Displaying present location in the site.
Nuberu: Reliable RAN Virtualization in Shared PlatformsVol.17 No.1 September 2023 Special Issue on Open Network Technologies — Network Technologies and Advanced Solutions at the Heart of an Open and Green Society
RAN virtualization will become a key technology for next-generation mobile networks. However, due to the computing fluctuations inherent to wireless dynamics and resource contention in shared computing infrastructure, the price to migrate from dedicated to shared platforms may be too high. We present Nuberu, a novel pipeline architecture for 4G/5G DUs specifically engineered for shared platforms. Nuberu has one objective to attain reliability: to guarantee a minimum set of signals that preserve synchronization between the DU and its users during computing capacity shortages and, provided this, maximize network throughput. To this end, we use techniques such as tight deadline control, jitter-absorbing buffers, predictive HARQ, and congestion control.
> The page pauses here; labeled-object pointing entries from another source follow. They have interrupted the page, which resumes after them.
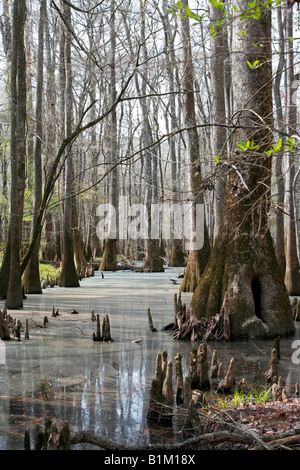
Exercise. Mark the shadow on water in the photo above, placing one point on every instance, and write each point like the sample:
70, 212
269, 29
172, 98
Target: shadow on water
104, 387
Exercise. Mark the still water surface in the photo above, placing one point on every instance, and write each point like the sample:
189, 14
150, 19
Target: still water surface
105, 387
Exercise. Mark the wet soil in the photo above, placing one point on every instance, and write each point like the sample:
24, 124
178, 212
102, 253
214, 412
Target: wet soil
104, 387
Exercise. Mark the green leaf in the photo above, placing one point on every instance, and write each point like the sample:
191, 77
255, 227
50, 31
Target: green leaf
217, 4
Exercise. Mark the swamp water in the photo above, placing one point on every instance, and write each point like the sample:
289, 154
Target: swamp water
104, 387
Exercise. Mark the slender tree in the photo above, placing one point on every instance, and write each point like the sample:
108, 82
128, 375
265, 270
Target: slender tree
32, 281
292, 274
14, 298
197, 259
68, 277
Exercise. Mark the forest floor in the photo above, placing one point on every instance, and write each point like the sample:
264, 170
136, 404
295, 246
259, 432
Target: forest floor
92, 384
274, 423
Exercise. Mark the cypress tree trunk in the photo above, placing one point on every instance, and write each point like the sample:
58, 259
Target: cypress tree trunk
292, 275
14, 298
243, 261
32, 283
197, 259
109, 258
68, 276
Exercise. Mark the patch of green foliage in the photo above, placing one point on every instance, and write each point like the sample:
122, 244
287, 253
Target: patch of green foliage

The virtualization of radio access networks (RANs), based hitherto on hardwired ASICs, will become the spearhead of next-generation mobile systems beyond 5G. Initiatives such as the carrier-led O-RAN ALLIANCE have spurred the market and the research community to find novel solutions that import the flexibility and cost-efficiency of network function virtualization (NFV) into the very far edge of mobile networks.
Fig. 1 shows the architecture of a vRAN, with base stations (BSs) split into a central unit (CU), which hosts the highest layers of the stack; a distributed unit (DU), which hosts the physical layer (PHY); and a radio unit (RU), which hosts basic radio functions such as amplification or sampling. To reduce costs, vRANs may rely on cloud platforms comprised of pools of shared computing resources (mostly CPUs, but also hardware accelerators brokered by an abstraction layer), to host virtualized functions such as the PHY.
However, shared computing platforms provide a harsh environment for DUs because they trade off the predictability supplied by dedicated platforms for higher flexibility and cost-efficiency. While CUs are amenable to virtualization in regional clouds, virtualized DUs (vDUs) — namely, the vPHY therein — require fast and predictable computation in the edge.
To ease the explanation, we focus on frequency division duplex where uplink (UL) and downlink (DL) transmissions occur concurrently in different frequency bands, and on 5G’s baseline numerology (μ = 0 in 3GPP TS 38.211), which yields one transmission time interval (TTI) per subframe (SF), and a SF has a duration of 1 ms. Fig. 2 illustrates the basic operation of a typical 4G/5G DU processor. Every TTI n, a worker initiates a DU job comprised of a pipeline of tasks (hereafter referred to as DU tasks).
- （1）Process data
- （2）Control channels carried by UL SF n
- （3）Schedule UL/DL radio grants to be transported by DL SF n + M
- （4）Process data
- （5）Control channels for DL SF n + M
A worker executes a DU job in a thread, using computing resources allocated by a task scheduler; and multiple workers perform DU jobs in parallel to handle one DL SF and one UL SF every TTI, as shown in Fig. 2. 3GPP establishes a 4-ms one-way latency budget between UEs and CUs for eMBB traffic1). Consequently, there is a hard constraint on M that imposes a computing time budget of roughly M-1 ms to process each DU job (usually, M = 4).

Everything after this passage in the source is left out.